Her mother stretches her hand across the table and pushes the dish of buljoil away from Anna. “I suppose Americans don’t eat raw onions for breakfast,” she mutters under her breath. “I suppose that’s it.”

A numbing pain shoots through the base of Anna’s head, the muscles tightening into a ball. She cradles her neck in the palm of her hand. Her father glances at her sympathetically. “Beatrice, Beatrice,” he pleads. “Let it go.”

Her mother retreats. They finish their meal making small talk about the weather and the recent rash of robberies in the neighborhood.

After breakfast her mother goes to her garden.

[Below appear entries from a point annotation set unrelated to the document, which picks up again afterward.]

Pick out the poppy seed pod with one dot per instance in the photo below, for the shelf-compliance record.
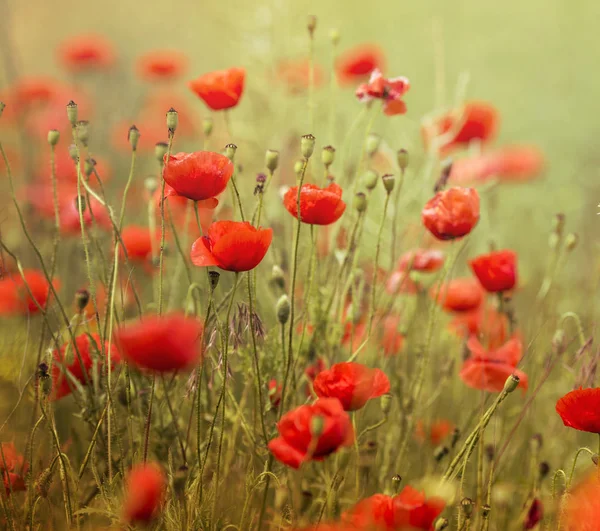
(53, 137)
(307, 145)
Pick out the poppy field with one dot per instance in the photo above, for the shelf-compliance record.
(296, 285)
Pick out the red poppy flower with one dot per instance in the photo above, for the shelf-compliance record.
(221, 89)
(459, 294)
(86, 52)
(451, 213)
(476, 120)
(162, 343)
(199, 175)
(497, 271)
(161, 65)
(318, 206)
(390, 91)
(580, 409)
(67, 366)
(352, 384)
(296, 443)
(232, 246)
(145, 489)
(14, 293)
(357, 63)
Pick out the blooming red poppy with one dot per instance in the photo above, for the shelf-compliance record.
(580, 409)
(161, 65)
(86, 52)
(390, 91)
(162, 343)
(199, 175)
(357, 63)
(459, 294)
(15, 298)
(353, 384)
(221, 89)
(318, 206)
(476, 120)
(145, 488)
(296, 443)
(452, 213)
(497, 271)
(67, 365)
(232, 246)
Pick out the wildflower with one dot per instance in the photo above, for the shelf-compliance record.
(68, 366)
(580, 409)
(232, 246)
(298, 439)
(86, 52)
(198, 176)
(476, 120)
(161, 65)
(358, 62)
(390, 91)
(161, 343)
(221, 89)
(145, 490)
(459, 294)
(497, 271)
(318, 206)
(452, 213)
(352, 384)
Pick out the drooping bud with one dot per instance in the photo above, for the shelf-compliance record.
(307, 145)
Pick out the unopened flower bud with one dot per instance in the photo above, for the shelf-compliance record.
(388, 182)
(172, 120)
(307, 145)
(271, 159)
(283, 309)
(72, 113)
(53, 137)
(360, 202)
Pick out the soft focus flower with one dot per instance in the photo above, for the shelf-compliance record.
(221, 89)
(451, 213)
(390, 91)
(68, 366)
(353, 384)
(476, 120)
(297, 443)
(161, 343)
(497, 271)
(318, 206)
(86, 52)
(198, 176)
(145, 488)
(580, 409)
(232, 246)
(358, 62)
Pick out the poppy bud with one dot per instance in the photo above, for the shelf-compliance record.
(328, 155)
(172, 120)
(133, 137)
(372, 144)
(307, 145)
(402, 158)
(271, 159)
(230, 150)
(207, 125)
(283, 309)
(388, 182)
(72, 113)
(571, 241)
(160, 150)
(53, 137)
(360, 202)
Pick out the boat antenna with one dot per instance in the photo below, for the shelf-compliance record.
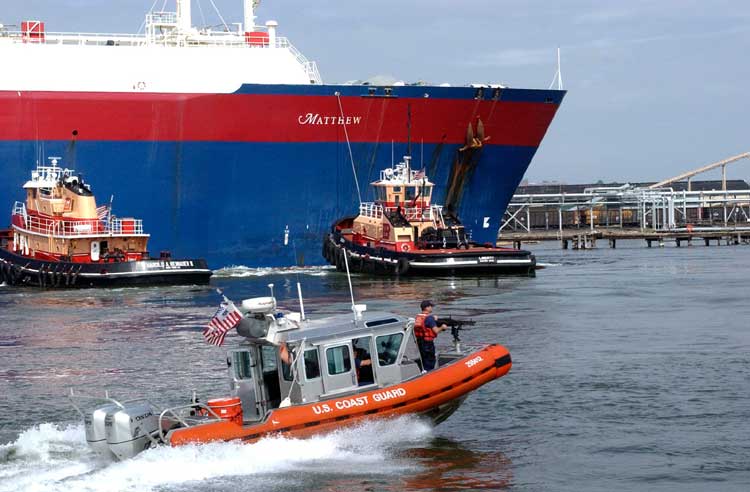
(299, 285)
(422, 154)
(558, 73)
(301, 304)
(408, 129)
(349, 145)
(349, 278)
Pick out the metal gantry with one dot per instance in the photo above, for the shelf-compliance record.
(627, 206)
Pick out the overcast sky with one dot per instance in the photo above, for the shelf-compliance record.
(655, 87)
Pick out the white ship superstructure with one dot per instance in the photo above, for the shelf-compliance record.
(171, 56)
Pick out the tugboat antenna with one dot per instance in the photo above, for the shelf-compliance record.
(349, 146)
(351, 290)
(301, 304)
(408, 129)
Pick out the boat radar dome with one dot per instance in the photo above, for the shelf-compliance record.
(259, 305)
(358, 310)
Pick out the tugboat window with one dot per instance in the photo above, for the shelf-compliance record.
(312, 364)
(388, 348)
(339, 360)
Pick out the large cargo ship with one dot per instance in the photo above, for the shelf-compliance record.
(244, 155)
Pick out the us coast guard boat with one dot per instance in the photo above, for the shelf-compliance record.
(59, 238)
(326, 383)
(403, 232)
(221, 111)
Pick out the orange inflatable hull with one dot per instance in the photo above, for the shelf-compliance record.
(417, 396)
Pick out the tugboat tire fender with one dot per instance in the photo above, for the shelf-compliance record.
(340, 260)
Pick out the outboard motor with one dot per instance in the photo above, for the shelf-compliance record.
(96, 431)
(128, 429)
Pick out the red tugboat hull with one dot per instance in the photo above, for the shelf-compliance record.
(475, 259)
(18, 270)
(434, 395)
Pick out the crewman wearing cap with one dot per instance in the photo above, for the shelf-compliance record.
(426, 330)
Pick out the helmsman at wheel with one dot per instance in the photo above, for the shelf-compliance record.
(426, 330)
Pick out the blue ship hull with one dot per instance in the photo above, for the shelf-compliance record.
(257, 177)
(233, 203)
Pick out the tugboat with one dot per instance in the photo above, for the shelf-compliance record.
(297, 377)
(59, 238)
(402, 233)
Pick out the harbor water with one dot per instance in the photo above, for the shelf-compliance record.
(631, 372)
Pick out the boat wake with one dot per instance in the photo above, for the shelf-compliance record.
(53, 457)
(241, 271)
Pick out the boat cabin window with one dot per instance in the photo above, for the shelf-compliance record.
(271, 375)
(242, 362)
(312, 364)
(382, 194)
(339, 360)
(286, 371)
(363, 360)
(388, 348)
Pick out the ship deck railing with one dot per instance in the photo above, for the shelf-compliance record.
(433, 213)
(77, 228)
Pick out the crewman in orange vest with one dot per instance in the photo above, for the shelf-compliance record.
(426, 330)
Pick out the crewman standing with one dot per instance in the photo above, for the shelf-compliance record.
(426, 330)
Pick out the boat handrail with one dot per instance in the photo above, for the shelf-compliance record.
(19, 208)
(433, 212)
(78, 228)
(371, 209)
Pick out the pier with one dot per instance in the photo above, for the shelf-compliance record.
(677, 210)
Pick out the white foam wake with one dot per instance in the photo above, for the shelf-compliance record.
(54, 458)
(241, 271)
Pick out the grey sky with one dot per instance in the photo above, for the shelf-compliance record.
(655, 87)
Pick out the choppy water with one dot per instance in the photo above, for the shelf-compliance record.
(631, 372)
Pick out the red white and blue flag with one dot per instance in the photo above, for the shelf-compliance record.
(102, 212)
(225, 318)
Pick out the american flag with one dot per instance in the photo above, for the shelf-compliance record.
(225, 318)
(102, 212)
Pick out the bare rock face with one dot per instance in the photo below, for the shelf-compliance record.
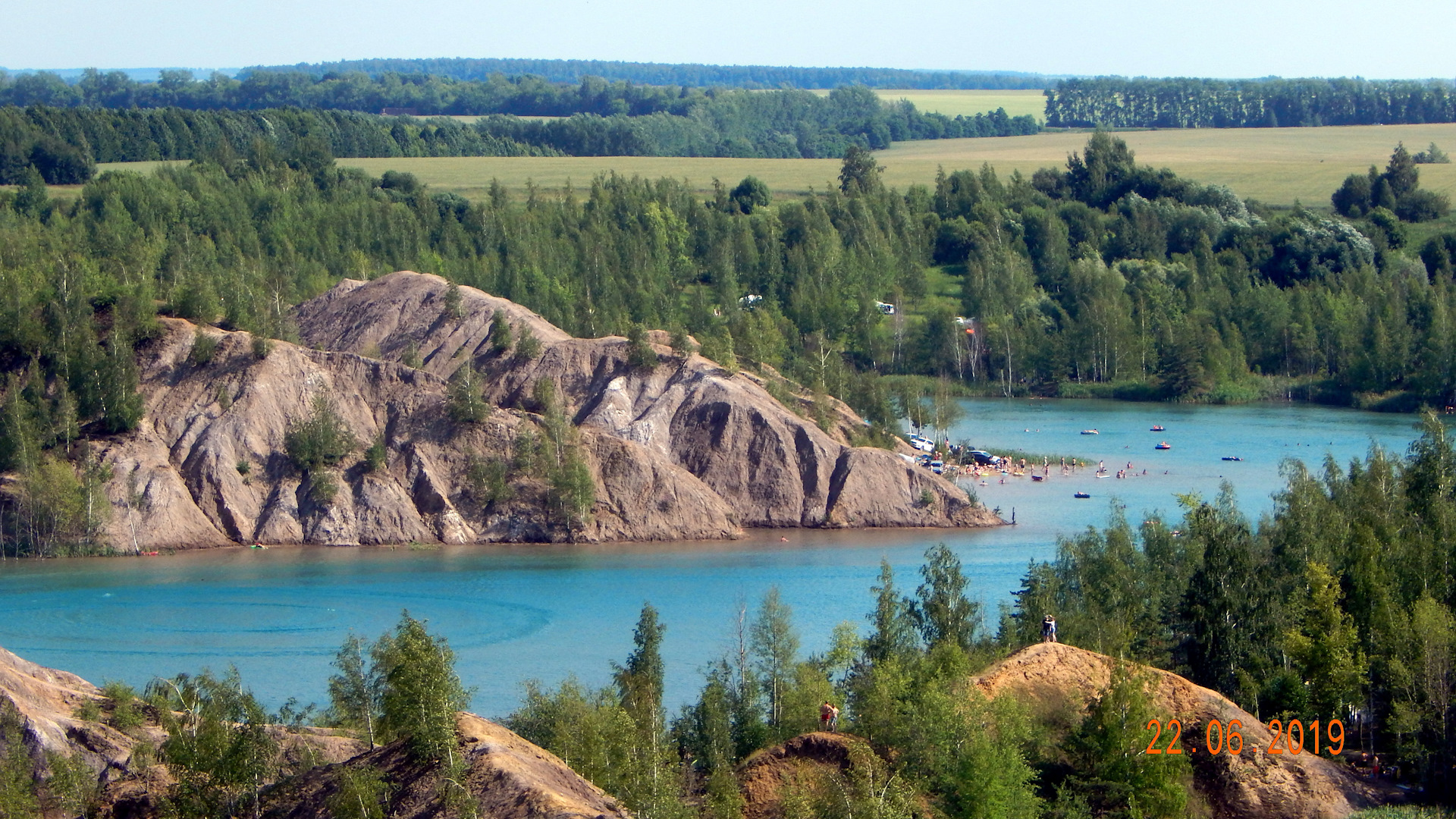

Singh is already there, pulling up weeds among the flowers. Through the open window in her bedroom Anna can hear them talking.

Singh says: “If bossman buy two clay pots, I put de two orchid plants de wife send for you in dem and I hang dem under de orange tree. It go be like you have orchids growing on your orange tree.”

Her mother tells him that her husband’s name is Mr. Sinclair, not bossman. He should call him Mr. Sinclair.

Singh pretends he has not heard her. “If bossman too busy, I get de clay pots for you,” he says.

“Mr. Sinclair,” her mother repeats. “His name is not bossman.”

“I does call him dat from when I did start to work for you. I call him bossman. I call you madam. I doe change.”

Her mother makes grunting sounds. Then she says, “Will you have the time to do that? To get the clay pots?”

“Anything for bossman,” Singh says.

“How much do I owe you?”

“For what?”

“For the orchids you brought.”

“Is a present from de wife and me,” Singh says.

All is quiet outside. Anna waits for her mother’s response. Seconds pass. A shift has occurred in their relationship. Singh is not the hired hand; he wants no money for the thing he has done; it is a gift he offers, from one human being to another.

Anna moves closer to the window. Her mother’s voice is soft but clear. “They are beautiful. You are so kind to me, Singh. So kind, you and your wife.”